In this article we look at our air quality forecasting, which was made publicly available on our website ahead of the Games.
Whether you're an Olympic or Paralympic athlete breathing hard in pursuit of a gold medal or a member of the public going about your daily routine, air quality can be important to our lives.
No matter where we are, the air we breathe contains small amounts of trace gases and particles which can affect everything from performance during exercise to our general health.
Weather plays a big part in determining air quality and the Met Office is now providing 'Daily Air Quality Index' forecasts out to five days for more than 5000 locations across the UK. These include Olympic and Paralympic venues, such as the Olympic Park, locations along the Olympic Marathon route and Eton Dorney, potentially providing valuable information to competing athletes and spectators alike.
Two of the most important parts of an air quality forecast are knowledge of the emission of pollutants into the atmosphere, for example from industrial processes or vehicle fumes, and an understanding of what the weather is doing.
Sunlight can promote reactions between pollutants already in the air to give rise to secondary pollutants, such as ozone. Calm winds can allow pollutants to build up and stronger winds can disperse pollution; rain can remove it from the atmosphere.
These links between the weather and air quality mean the Met Office is well placed to provide air quality forecasts.
Our weather forecasting model has been developed to include many of the key processes which can affect air quality, such as the transport and dispersion of pollutants by the wind, the removal of pollution by rain, and the chemical reactions between gases and aerosols in the atmosphere.
Dr Paul Agnew from the Air Quality and Composition team at the Met Office said: "Our model simulates the release of pollutants into the atmosphere and looks at how these will react, depending on factors including how concentrated they are, temperature and the amount of sunlight.
"The model then tracks how these will be transported and dispersed in the atmosphere according to wind, or how they will be washed out by rain, to give a forecast for air quality over specific areas."
From this we produce a five-day forecast of air quality, using the Daily Air Quality Index (DAQI) scale set out by Defra, where 1 is the best air quality and 10 the worst. The DAQI is accompanied by health advice both for people who are at risk in poor air quality conditions (such as those with lung, heart conditions, asthma and older people), as well as the general population.
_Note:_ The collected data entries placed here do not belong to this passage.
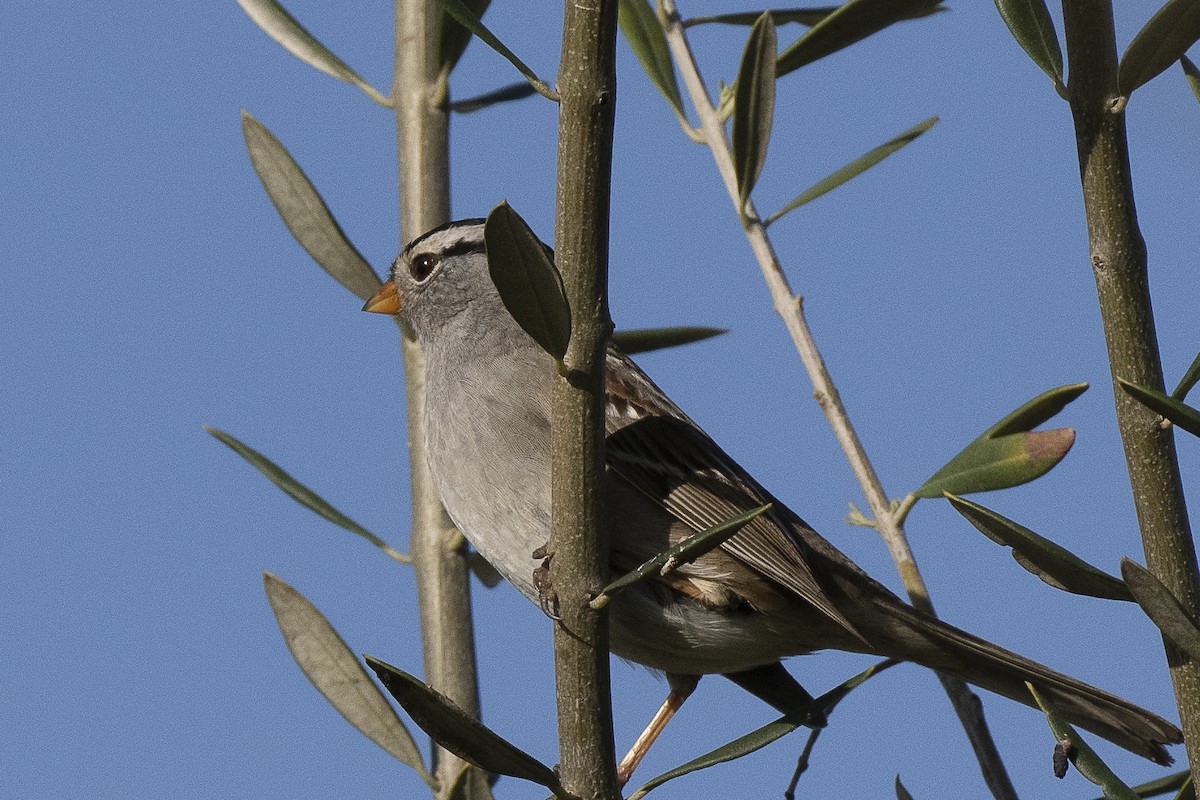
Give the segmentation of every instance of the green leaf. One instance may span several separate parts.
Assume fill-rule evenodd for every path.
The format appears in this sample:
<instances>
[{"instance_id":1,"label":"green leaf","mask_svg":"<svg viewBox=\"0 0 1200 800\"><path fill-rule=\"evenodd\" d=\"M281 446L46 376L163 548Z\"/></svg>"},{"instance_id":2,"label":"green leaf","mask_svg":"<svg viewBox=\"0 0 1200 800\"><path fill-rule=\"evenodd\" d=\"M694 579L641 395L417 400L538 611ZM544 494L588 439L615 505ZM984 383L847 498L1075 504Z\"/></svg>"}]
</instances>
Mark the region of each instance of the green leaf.
<instances>
[{"instance_id":1,"label":"green leaf","mask_svg":"<svg viewBox=\"0 0 1200 800\"><path fill-rule=\"evenodd\" d=\"M775 20L776 25L796 22L811 28L837 10L838 6L824 6L821 8L768 8L767 12ZM713 14L703 17L689 17L683 21L683 27L690 28L693 25L711 24L753 25L761 16L761 11L751 11L742 14Z\"/></svg>"},{"instance_id":2,"label":"green leaf","mask_svg":"<svg viewBox=\"0 0 1200 800\"><path fill-rule=\"evenodd\" d=\"M524 100L532 94L536 94L536 92L528 83L510 83L508 86L503 86L493 92L468 97L466 100L455 100L450 104L450 110L458 114L470 114L490 108L497 103Z\"/></svg>"},{"instance_id":3,"label":"green leaf","mask_svg":"<svg viewBox=\"0 0 1200 800\"><path fill-rule=\"evenodd\" d=\"M1148 569L1128 558L1121 559L1121 577L1133 599L1163 635L1192 658L1200 659L1200 623L1171 590Z\"/></svg>"},{"instance_id":4,"label":"green leaf","mask_svg":"<svg viewBox=\"0 0 1200 800\"><path fill-rule=\"evenodd\" d=\"M433 786L412 735L329 620L269 572L263 573L263 588L283 640L317 691L364 736Z\"/></svg>"},{"instance_id":5,"label":"green leaf","mask_svg":"<svg viewBox=\"0 0 1200 800\"><path fill-rule=\"evenodd\" d=\"M210 428L207 425L204 426L204 430L212 434L217 441L227 446L230 450L249 461L252 467L257 469L263 475L267 476L267 480L278 486L281 490L283 490L284 494L295 500L300 505L304 506L310 511L315 512L317 515L324 517L334 525L345 528L351 533L363 537L368 542L386 553L388 556L394 558L396 561L399 561L402 564L412 563L411 558L394 550L383 539L380 539L378 536L371 533L369 530L359 525L357 522L350 519L333 506L329 505L329 503L321 499L316 492L300 483L300 481L296 480L288 473L284 472L283 469L275 464L275 462L271 461L271 459L250 447L248 444L245 444L233 436L230 436L224 431L217 430L216 428Z\"/></svg>"},{"instance_id":6,"label":"green leaf","mask_svg":"<svg viewBox=\"0 0 1200 800\"><path fill-rule=\"evenodd\" d=\"M1049 472L1075 443L1075 431L1011 433L998 439L980 437L950 459L914 492L917 497L972 494L1008 489Z\"/></svg>"},{"instance_id":7,"label":"green leaf","mask_svg":"<svg viewBox=\"0 0 1200 800\"><path fill-rule=\"evenodd\" d=\"M476 19L483 19L491 0L466 0L467 10ZM442 30L438 38L438 63L441 64L442 75L449 76L462 58L462 54L471 43L471 31L464 28L445 9L442 10Z\"/></svg>"},{"instance_id":8,"label":"green leaf","mask_svg":"<svg viewBox=\"0 0 1200 800\"><path fill-rule=\"evenodd\" d=\"M1175 794L1175 800L1195 800L1196 792L1192 789L1192 773L1183 773L1186 777L1183 783L1179 785L1179 791ZM1145 797L1146 795L1140 795Z\"/></svg>"},{"instance_id":9,"label":"green leaf","mask_svg":"<svg viewBox=\"0 0 1200 800\"><path fill-rule=\"evenodd\" d=\"M1025 685L1029 687L1033 699L1045 713L1046 721L1050 723L1050 730L1054 732L1054 738L1059 742L1066 742L1070 746L1069 758L1075 765L1075 769L1079 770L1079 774L1099 786L1108 800L1138 800L1138 796L1133 793L1133 790L1100 760L1096 751L1063 719L1062 714L1042 697L1033 684L1026 683Z\"/></svg>"},{"instance_id":10,"label":"green leaf","mask_svg":"<svg viewBox=\"0 0 1200 800\"><path fill-rule=\"evenodd\" d=\"M1139 783L1133 787L1133 793L1138 797L1157 797L1160 794L1183 790L1191 786L1192 773L1188 770L1176 772L1174 775L1168 775L1165 778L1157 778L1146 783ZM1184 794L1177 800L1193 800L1192 795ZM1104 800L1102 797L1095 800Z\"/></svg>"},{"instance_id":11,"label":"green leaf","mask_svg":"<svg viewBox=\"0 0 1200 800\"><path fill-rule=\"evenodd\" d=\"M1010 433L1031 431L1043 422L1052 419L1067 404L1086 392L1086 383L1069 383L1048 392L1042 392L1027 403L1022 404L999 422L983 432L989 438L1007 436Z\"/></svg>"},{"instance_id":12,"label":"green leaf","mask_svg":"<svg viewBox=\"0 0 1200 800\"><path fill-rule=\"evenodd\" d=\"M504 580L504 576L500 574L500 571L493 567L490 561L476 552L468 554L467 568L488 589L495 589L500 585L500 581Z\"/></svg>"},{"instance_id":13,"label":"green leaf","mask_svg":"<svg viewBox=\"0 0 1200 800\"><path fill-rule=\"evenodd\" d=\"M941 0L850 0L780 54L777 77L782 78L897 22L941 11L941 4Z\"/></svg>"},{"instance_id":14,"label":"green leaf","mask_svg":"<svg viewBox=\"0 0 1200 800\"><path fill-rule=\"evenodd\" d=\"M1167 0L1121 56L1117 89L1128 97L1142 84L1183 57L1200 40L1200 3Z\"/></svg>"},{"instance_id":15,"label":"green leaf","mask_svg":"<svg viewBox=\"0 0 1200 800\"><path fill-rule=\"evenodd\" d=\"M551 89L545 81L537 76L532 69L526 66L525 62L517 58L516 53L509 50L504 42L496 38L496 35L489 31L480 21L479 15L475 13L470 6L463 0L438 0L442 5L442 9L454 18L454 21L471 33L478 36L484 44L495 50L500 55L508 60L508 63L517 68L517 72L525 76L525 80L529 81L538 94L543 97L548 97L551 100L558 100L558 94ZM465 45L464 45L465 46Z\"/></svg>"},{"instance_id":16,"label":"green leaf","mask_svg":"<svg viewBox=\"0 0 1200 800\"><path fill-rule=\"evenodd\" d=\"M1192 94L1196 95L1197 100L1200 100L1200 69L1197 69L1187 56L1179 57L1179 66L1183 67L1183 77L1187 78L1188 86L1192 87ZM1196 358L1200 360L1200 356Z\"/></svg>"},{"instance_id":17,"label":"green leaf","mask_svg":"<svg viewBox=\"0 0 1200 800\"><path fill-rule=\"evenodd\" d=\"M693 342L702 342L714 336L729 333L724 328L705 328L700 326L679 326L673 328L641 328L630 331L616 331L612 335L612 343L618 350L627 355L648 353L651 350L664 350L668 347L679 347Z\"/></svg>"},{"instance_id":18,"label":"green leaf","mask_svg":"<svg viewBox=\"0 0 1200 800\"><path fill-rule=\"evenodd\" d=\"M904 784L900 782L900 776L896 776L896 800L913 800L913 796L909 794L908 789L904 788Z\"/></svg>"},{"instance_id":19,"label":"green leaf","mask_svg":"<svg viewBox=\"0 0 1200 800\"><path fill-rule=\"evenodd\" d=\"M690 564L700 556L720 547L733 537L735 533L750 524L755 517L762 515L771 507L770 503L738 514L732 519L706 528L697 534L689 536L674 547L664 550L650 558L632 572L622 575L600 590L600 594L592 601L595 608L606 605L616 594L623 592L633 584L649 578L651 575L665 575L681 564Z\"/></svg>"},{"instance_id":20,"label":"green leaf","mask_svg":"<svg viewBox=\"0 0 1200 800\"><path fill-rule=\"evenodd\" d=\"M996 0L996 10L1021 49L1050 76L1055 88L1061 89L1062 48L1045 0Z\"/></svg>"},{"instance_id":21,"label":"green leaf","mask_svg":"<svg viewBox=\"0 0 1200 800\"><path fill-rule=\"evenodd\" d=\"M1200 85L1197 88L1200 89ZM1200 353L1196 354L1192 365L1187 368L1187 372L1183 373L1183 377L1179 379L1179 385L1175 387L1175 391L1171 392L1171 397L1179 401L1186 400L1188 392L1192 390L1192 387L1197 382L1200 382Z\"/></svg>"},{"instance_id":22,"label":"green leaf","mask_svg":"<svg viewBox=\"0 0 1200 800\"><path fill-rule=\"evenodd\" d=\"M801 727L805 720L812 719L814 714L817 716L821 716L822 714L828 716L834 707L851 691L861 686L871 676L878 675L880 672L897 663L899 662L888 659L863 670L841 685L830 689L825 694L816 698L803 709L792 714L785 714L774 722L769 722L745 736L738 737L732 742L718 747L716 750L706 753L699 758L694 758L686 764L651 779L631 794L629 800L641 800L652 789L662 786L667 781L678 778L681 775L687 775L697 770L723 764L726 761L733 761L736 758L749 755L756 750L761 750L776 739L786 736L796 730L796 728Z\"/></svg>"},{"instance_id":23,"label":"green leaf","mask_svg":"<svg viewBox=\"0 0 1200 800\"><path fill-rule=\"evenodd\" d=\"M1146 408L1193 436L1200 436L1200 411L1154 389L1138 386L1121 378L1117 378L1117 383Z\"/></svg>"},{"instance_id":24,"label":"green leaf","mask_svg":"<svg viewBox=\"0 0 1200 800\"><path fill-rule=\"evenodd\" d=\"M375 294L379 276L350 244L321 195L279 140L245 111L242 135L267 197L300 246L331 278L360 299Z\"/></svg>"},{"instance_id":25,"label":"green leaf","mask_svg":"<svg viewBox=\"0 0 1200 800\"><path fill-rule=\"evenodd\" d=\"M562 275L547 248L507 202L492 209L483 228L488 272L517 324L561 362L571 340L571 309Z\"/></svg>"},{"instance_id":26,"label":"green leaf","mask_svg":"<svg viewBox=\"0 0 1200 800\"><path fill-rule=\"evenodd\" d=\"M275 0L237 0L242 10L262 28L268 36L279 42L296 58L315 67L339 81L353 84L368 97L382 106L391 107L392 101L367 83L346 62L335 56L315 36L305 30L295 17Z\"/></svg>"},{"instance_id":27,"label":"green leaf","mask_svg":"<svg viewBox=\"0 0 1200 800\"><path fill-rule=\"evenodd\" d=\"M766 163L774 115L775 23L764 12L746 40L733 101L733 163L743 208Z\"/></svg>"},{"instance_id":28,"label":"green leaf","mask_svg":"<svg viewBox=\"0 0 1200 800\"><path fill-rule=\"evenodd\" d=\"M522 778L555 794L565 794L554 770L502 738L449 698L403 670L371 656L365 658L384 688L442 747L480 769Z\"/></svg>"},{"instance_id":29,"label":"green leaf","mask_svg":"<svg viewBox=\"0 0 1200 800\"><path fill-rule=\"evenodd\" d=\"M620 0L617 24L651 83L671 104L675 115L684 118L683 98L675 80L675 62L671 60L662 25L658 24L658 17L648 0Z\"/></svg>"},{"instance_id":30,"label":"green leaf","mask_svg":"<svg viewBox=\"0 0 1200 800\"><path fill-rule=\"evenodd\" d=\"M833 191L837 187L841 186L843 183L846 183L851 178L854 178L854 177L862 174L863 172L866 172L868 169L875 166L880 161L883 161L885 158L890 156L892 153L895 153L897 150L904 147L906 144L913 141L921 134L925 133L925 131L932 128L934 126L934 124L937 123L937 121L938 121L937 117L930 117L929 119L925 120L924 122L918 123L917 125L914 125L913 127L909 128L908 130L906 130L904 133L900 134L899 136L888 139L886 142L879 145L878 147L876 147L874 150L870 151L869 153L865 153L865 154L859 156L858 158L854 159L846 166L842 167L841 169L837 170L836 172L830 174L828 177L818 181L817 183L813 184L809 188L805 189L803 192L801 192L799 195L797 195L796 198L794 200L792 200L790 203L788 203L783 208L776 211L771 216L767 217L766 224L770 225L772 222L779 219L784 214L787 214L789 211L795 211L797 208L804 205L805 203L816 200L821 195Z\"/></svg>"},{"instance_id":31,"label":"green leaf","mask_svg":"<svg viewBox=\"0 0 1200 800\"><path fill-rule=\"evenodd\" d=\"M946 495L946 499L980 533L997 544L1012 548L1012 556L1018 564L1051 586L1109 600L1133 600L1133 595L1119 579L1096 569L1049 539L978 503L952 494Z\"/></svg>"},{"instance_id":32,"label":"green leaf","mask_svg":"<svg viewBox=\"0 0 1200 800\"><path fill-rule=\"evenodd\" d=\"M913 494L940 497L1007 489L1038 478L1062 460L1075 442L1070 428L1033 431L1087 390L1086 383L1043 392L1006 414L964 447Z\"/></svg>"}]
</instances>

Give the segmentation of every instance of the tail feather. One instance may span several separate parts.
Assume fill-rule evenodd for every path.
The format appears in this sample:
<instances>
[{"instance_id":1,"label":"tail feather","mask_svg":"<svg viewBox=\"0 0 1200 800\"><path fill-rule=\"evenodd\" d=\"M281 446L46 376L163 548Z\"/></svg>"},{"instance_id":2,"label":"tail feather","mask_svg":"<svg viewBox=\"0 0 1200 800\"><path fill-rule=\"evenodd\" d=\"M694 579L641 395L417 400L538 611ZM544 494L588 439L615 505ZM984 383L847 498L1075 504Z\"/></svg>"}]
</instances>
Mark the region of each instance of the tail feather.
<instances>
[{"instance_id":1,"label":"tail feather","mask_svg":"<svg viewBox=\"0 0 1200 800\"><path fill-rule=\"evenodd\" d=\"M901 623L882 626L888 630L889 642L880 649L888 655L955 675L1036 708L1025 686L1028 681L1072 724L1158 764L1170 764L1173 760L1164 745L1183 741L1183 734L1176 726L1128 700L1055 672L911 606L887 603L877 610L886 611L895 622Z\"/></svg>"}]
</instances>

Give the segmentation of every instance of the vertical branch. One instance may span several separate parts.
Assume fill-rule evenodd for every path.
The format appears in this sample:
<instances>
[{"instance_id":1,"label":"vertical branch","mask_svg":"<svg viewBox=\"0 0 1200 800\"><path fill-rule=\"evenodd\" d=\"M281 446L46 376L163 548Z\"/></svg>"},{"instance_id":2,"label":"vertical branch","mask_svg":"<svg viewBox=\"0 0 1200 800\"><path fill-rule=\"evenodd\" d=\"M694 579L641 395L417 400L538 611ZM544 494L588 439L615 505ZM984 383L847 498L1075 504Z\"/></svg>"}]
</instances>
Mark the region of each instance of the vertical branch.
<instances>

The advice from Defra states: "Here in the UK, air pollution does not rise to levels where people need to make major changes to their lives - nobody need fear going outdoors, but in times of poor air quality forecasts can help people minimise exposure. When levels of air pollution increase it would be sensible for those who are particularly affected to limit their exposure to air pollutants by reducing exertion outdoors.
"Some athletes, even if they are not asthmatic, may notice they find their performance less good than expected when levels of a certain air pollutant are high and they may notice they find deep breathing causes some discomfort in the chest. This does not mean that they are in danger, but it would be sensible for them to limit their activities on such days if possible."
The Met Office checks the accuracy of air quality forecasts by comparing to air quality observations from the Automatic Urban and Rural Network maintained by Defra for monitoring air quality in the UK. In this way we can monitor how well our forecasts perform.
Dr Agnew points out that the Met Office air quality forecasts represent the regional or 'background' air quality away from strong sources of pollution such as busy roads, and that air quality may be significantly poorer close to these areas. More information is available on the science background to our forecasts.
Daily air quality index forecasts are available for each of over 5000 location forecasts on the Met Office website along with information and advice on what the forecast means.
During the London 2012 Olympic and Paralympic Games we also provided more detailed Air Quality forecasts on the Met Office science showcase web pages.